EXOS Aerospace operates from Spaceport America in New Mexico. On 14 February 2018, the Federal Aviation Administration issued Exos Aerospace a Reusable Vehicle Mission Launch License.

===Launches===
- First
On 25 August 2018, Exos flew an unsuccessful Pathfinder Mission proving SARGE as a reusable launch vehicle. Due to a malfunction of an onboard GPS receiver, the flight was terminated with an engine shutdown prematurely. The rocket reached an altitude of 28 km (planned altitude was 80 km).

- Second
The second launch of SARGE took place on 2 March 2019. Due to winds, the flight reached an altitude of 20 km (planned altitude was 80 km). It carried several small research payloads.

- Third
On 29 June 2019, at 18:00, UTC Exos Aerospace conducted a SARGE launch at the Spaceport America in New Mexico. The flight failed seconds after launch due to loss of control.

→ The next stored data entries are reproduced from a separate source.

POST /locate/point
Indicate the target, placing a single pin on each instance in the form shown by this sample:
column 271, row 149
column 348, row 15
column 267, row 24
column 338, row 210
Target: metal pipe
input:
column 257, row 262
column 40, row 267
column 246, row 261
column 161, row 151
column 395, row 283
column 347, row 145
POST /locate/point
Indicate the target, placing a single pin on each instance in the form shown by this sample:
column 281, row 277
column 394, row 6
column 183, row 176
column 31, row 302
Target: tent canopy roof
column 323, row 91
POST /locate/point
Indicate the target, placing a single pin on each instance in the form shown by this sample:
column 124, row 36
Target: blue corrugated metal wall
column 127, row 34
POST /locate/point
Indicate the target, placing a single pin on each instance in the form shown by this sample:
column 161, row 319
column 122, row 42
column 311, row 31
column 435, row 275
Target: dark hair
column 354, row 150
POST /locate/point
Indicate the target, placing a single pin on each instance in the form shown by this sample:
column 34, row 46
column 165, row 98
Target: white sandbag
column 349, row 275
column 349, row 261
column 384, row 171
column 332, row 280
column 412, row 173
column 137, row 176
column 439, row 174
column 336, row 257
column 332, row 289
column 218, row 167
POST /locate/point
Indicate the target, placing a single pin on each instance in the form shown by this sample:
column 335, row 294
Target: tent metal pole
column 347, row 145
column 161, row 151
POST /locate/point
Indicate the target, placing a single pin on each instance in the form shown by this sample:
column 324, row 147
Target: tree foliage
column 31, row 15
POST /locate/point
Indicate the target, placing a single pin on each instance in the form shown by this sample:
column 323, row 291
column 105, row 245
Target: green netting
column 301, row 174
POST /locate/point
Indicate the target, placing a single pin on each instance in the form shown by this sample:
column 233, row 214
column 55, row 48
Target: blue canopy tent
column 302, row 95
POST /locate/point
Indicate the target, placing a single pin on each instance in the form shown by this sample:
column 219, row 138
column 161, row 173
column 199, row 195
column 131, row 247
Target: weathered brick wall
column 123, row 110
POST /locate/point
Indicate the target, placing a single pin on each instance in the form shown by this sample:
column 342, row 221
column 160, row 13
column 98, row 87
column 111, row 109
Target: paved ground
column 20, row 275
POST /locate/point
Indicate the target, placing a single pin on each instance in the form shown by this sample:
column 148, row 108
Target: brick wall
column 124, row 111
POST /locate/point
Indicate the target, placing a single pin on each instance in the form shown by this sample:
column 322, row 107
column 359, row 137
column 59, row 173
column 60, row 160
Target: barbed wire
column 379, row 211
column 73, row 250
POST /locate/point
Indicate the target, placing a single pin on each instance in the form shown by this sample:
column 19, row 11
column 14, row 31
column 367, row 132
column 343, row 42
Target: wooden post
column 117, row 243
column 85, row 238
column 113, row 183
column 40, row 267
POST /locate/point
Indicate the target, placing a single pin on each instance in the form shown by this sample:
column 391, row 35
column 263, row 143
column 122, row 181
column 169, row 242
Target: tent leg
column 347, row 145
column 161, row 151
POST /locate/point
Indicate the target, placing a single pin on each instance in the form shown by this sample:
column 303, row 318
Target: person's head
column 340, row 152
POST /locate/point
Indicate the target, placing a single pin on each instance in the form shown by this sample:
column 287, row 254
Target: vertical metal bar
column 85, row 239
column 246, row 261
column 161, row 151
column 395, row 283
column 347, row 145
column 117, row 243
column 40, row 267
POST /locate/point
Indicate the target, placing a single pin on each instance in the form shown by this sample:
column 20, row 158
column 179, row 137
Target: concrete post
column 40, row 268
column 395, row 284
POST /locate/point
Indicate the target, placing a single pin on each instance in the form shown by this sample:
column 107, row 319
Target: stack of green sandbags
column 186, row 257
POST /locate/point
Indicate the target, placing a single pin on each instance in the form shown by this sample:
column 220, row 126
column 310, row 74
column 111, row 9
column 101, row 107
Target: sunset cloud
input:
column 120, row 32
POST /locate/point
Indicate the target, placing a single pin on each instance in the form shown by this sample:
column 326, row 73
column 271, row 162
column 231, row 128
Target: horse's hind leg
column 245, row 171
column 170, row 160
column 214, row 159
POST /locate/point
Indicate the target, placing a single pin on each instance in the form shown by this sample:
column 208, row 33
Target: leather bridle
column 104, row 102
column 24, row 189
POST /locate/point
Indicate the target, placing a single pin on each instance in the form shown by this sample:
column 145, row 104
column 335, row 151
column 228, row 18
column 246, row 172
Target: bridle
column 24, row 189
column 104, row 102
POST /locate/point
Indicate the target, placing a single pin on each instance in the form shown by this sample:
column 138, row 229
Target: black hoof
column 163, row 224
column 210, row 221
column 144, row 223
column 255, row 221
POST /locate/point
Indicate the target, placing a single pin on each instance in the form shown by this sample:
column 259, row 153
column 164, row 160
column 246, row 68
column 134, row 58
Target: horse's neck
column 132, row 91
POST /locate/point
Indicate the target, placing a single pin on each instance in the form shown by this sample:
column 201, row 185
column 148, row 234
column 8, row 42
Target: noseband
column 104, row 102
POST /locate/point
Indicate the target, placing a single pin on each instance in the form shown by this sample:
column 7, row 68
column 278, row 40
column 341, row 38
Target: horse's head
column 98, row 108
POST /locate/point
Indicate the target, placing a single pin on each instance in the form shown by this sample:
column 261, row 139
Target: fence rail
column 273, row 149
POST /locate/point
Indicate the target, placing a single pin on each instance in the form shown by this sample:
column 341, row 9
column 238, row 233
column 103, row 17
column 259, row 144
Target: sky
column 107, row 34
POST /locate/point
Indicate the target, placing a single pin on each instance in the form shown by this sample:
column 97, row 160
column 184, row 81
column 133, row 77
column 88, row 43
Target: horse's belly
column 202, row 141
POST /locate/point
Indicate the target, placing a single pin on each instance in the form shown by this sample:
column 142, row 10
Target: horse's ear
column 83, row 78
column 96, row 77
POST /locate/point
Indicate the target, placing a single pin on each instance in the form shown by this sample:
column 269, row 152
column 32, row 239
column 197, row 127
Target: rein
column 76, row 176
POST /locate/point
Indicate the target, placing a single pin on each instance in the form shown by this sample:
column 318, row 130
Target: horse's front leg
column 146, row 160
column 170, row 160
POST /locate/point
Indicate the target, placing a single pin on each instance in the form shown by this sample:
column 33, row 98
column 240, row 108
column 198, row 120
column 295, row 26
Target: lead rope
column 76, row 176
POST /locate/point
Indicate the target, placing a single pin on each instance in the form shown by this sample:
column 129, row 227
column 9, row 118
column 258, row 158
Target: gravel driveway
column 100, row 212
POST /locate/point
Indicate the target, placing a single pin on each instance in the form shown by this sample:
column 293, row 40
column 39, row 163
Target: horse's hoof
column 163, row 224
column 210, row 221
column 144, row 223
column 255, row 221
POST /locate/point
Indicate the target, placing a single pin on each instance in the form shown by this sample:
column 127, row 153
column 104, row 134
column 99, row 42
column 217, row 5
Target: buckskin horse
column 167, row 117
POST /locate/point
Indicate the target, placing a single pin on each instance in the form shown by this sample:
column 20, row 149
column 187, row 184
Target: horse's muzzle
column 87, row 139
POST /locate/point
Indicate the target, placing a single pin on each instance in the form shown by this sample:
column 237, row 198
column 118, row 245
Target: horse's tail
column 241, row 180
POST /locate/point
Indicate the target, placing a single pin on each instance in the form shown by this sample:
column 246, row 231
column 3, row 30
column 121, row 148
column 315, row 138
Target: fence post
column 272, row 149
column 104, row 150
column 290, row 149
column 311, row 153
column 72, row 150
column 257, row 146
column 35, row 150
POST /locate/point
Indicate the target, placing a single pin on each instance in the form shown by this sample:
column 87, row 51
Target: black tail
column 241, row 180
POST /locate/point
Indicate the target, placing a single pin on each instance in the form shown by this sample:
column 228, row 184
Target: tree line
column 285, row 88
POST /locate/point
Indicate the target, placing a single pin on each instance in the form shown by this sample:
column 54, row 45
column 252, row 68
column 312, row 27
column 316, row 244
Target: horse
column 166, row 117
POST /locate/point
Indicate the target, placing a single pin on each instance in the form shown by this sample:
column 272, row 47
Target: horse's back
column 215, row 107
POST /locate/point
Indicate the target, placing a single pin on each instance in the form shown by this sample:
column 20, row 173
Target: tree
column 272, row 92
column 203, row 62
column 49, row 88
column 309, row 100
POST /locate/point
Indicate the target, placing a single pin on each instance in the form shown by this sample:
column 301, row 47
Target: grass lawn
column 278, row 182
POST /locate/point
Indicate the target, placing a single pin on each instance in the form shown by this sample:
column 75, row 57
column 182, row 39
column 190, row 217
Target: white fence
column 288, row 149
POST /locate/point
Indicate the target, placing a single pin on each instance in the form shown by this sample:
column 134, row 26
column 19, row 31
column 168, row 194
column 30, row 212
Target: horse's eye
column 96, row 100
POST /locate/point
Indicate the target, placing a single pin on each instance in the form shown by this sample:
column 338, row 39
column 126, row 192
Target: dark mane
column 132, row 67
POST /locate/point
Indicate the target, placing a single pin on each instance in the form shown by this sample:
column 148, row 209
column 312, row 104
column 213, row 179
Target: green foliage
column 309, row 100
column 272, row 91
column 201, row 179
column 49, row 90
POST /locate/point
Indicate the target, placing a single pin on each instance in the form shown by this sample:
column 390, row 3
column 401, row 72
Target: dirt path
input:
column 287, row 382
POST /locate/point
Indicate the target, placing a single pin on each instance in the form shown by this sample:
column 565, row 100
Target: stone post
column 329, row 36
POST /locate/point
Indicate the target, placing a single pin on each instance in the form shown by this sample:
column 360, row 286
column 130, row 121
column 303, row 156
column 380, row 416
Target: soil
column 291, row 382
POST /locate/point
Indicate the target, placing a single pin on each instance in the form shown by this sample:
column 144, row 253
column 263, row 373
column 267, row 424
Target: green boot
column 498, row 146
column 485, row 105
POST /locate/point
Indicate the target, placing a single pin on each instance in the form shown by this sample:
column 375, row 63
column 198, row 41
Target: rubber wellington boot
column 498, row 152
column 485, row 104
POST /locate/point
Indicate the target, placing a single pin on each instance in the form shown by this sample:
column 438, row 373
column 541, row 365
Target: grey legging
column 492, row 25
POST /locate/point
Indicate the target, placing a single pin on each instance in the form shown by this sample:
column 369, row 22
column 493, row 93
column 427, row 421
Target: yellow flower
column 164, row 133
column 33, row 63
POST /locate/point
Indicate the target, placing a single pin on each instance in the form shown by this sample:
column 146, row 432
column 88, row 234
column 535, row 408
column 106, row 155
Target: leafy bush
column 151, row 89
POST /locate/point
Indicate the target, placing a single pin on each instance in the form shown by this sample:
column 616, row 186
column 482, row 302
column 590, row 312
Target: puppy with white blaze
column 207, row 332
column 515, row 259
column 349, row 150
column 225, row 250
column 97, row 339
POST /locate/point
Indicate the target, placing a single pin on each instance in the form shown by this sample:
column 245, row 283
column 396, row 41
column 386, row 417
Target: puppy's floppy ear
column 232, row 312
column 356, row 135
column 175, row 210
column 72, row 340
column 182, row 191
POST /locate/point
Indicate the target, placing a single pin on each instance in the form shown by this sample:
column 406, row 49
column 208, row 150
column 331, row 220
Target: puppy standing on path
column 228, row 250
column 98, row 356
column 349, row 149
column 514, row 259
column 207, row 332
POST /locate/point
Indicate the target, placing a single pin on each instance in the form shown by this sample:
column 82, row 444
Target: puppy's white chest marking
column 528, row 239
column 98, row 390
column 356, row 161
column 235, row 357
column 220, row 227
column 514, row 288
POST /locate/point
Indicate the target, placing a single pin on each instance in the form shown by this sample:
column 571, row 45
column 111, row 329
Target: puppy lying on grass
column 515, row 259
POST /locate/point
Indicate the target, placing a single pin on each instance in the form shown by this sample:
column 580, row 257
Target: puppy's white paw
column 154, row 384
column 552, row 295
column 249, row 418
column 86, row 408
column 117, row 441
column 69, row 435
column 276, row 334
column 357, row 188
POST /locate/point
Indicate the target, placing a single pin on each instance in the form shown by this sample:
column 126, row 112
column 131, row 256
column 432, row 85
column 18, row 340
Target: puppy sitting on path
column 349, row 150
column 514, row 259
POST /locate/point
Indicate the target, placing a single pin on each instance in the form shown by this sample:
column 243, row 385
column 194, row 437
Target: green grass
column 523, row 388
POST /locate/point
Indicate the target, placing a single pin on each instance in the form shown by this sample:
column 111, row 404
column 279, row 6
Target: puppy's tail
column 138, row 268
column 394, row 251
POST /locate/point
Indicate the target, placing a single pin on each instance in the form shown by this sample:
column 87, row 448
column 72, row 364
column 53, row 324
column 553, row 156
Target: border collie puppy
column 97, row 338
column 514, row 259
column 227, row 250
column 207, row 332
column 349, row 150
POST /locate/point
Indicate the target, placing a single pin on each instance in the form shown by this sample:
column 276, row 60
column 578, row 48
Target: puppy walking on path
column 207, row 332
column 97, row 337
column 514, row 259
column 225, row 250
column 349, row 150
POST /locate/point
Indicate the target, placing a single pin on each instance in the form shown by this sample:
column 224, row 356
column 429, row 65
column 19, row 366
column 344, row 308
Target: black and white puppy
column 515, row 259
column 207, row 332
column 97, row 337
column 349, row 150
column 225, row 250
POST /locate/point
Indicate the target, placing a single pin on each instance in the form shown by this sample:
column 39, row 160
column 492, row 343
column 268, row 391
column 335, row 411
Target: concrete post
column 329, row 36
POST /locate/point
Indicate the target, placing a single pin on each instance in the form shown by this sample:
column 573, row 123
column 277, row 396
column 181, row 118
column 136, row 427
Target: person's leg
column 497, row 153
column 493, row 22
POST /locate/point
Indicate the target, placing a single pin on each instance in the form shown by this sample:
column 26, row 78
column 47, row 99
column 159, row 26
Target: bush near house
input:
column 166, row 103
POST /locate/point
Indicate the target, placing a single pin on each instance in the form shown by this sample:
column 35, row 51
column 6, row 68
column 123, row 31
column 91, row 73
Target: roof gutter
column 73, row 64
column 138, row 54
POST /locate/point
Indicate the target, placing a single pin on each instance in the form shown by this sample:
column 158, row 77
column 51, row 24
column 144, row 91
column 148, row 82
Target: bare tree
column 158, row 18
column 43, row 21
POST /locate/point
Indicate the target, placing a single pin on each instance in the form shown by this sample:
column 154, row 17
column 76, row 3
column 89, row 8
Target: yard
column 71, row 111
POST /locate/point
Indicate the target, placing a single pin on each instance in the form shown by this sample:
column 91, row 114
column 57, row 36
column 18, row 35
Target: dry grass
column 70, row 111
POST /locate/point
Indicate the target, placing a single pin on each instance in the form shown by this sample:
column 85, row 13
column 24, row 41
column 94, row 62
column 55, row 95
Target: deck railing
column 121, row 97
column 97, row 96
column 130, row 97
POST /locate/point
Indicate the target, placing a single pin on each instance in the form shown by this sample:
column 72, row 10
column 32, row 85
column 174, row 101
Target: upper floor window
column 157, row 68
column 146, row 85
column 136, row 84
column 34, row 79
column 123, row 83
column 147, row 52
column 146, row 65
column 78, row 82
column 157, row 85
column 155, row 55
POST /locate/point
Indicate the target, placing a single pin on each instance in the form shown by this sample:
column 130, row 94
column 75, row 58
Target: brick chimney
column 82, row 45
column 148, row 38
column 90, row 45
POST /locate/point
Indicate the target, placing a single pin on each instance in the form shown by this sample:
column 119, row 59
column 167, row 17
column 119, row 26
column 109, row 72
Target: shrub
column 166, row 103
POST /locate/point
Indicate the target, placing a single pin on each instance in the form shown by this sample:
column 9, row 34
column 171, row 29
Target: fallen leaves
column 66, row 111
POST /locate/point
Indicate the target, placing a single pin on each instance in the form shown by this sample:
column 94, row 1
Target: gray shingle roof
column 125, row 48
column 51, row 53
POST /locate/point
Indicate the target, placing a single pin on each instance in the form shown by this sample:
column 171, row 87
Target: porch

The rocket was however recovered intact. This was the third SARGE flight, with previous flights in August 2018 and March 2019. The previous flights also suffered failures that prevented the rocket from reaching the planned altitude.

The third flight was carrying educational, research and technology demonstration payloads for nine customers. Among them were a biomedical experiment from the Mayo Clinic and a dust aggregation experiment from University of Central Florida. The status of payloads is unknown, but they were probably recovered intact.

- Fourth
The fourth flight on 26 October 2019, 17:42 UTC, ended in failure. The flight suffered multiple failures: first, the rocket lost control of attitude seconds after launch. Second, the rocket appears to have disintegrated to some degree as several pieces of debris fell back to the ground. Third, the launch vehicle separated from the drogue. Rather than land softly as it had on previous flights, it returned uncontrolled and at high speed. The rocket body crashed near the launch pad nearly three and a half minutes after liftoff. Live footage seems to indicate the nose cone was properly returning under a parachute canopy. The rocket reached a peak altitude of about 12.6 km, far short of the planned altitude of at least 80 kilometers. The flight carried several small research payloads.

Exos Aerospace determined that the fourth flight experienced a structural failure. They plan to build a second SARGE rocket to continue flying. (They have built only one; the same rocket was used on all four launches in 2018–2019.)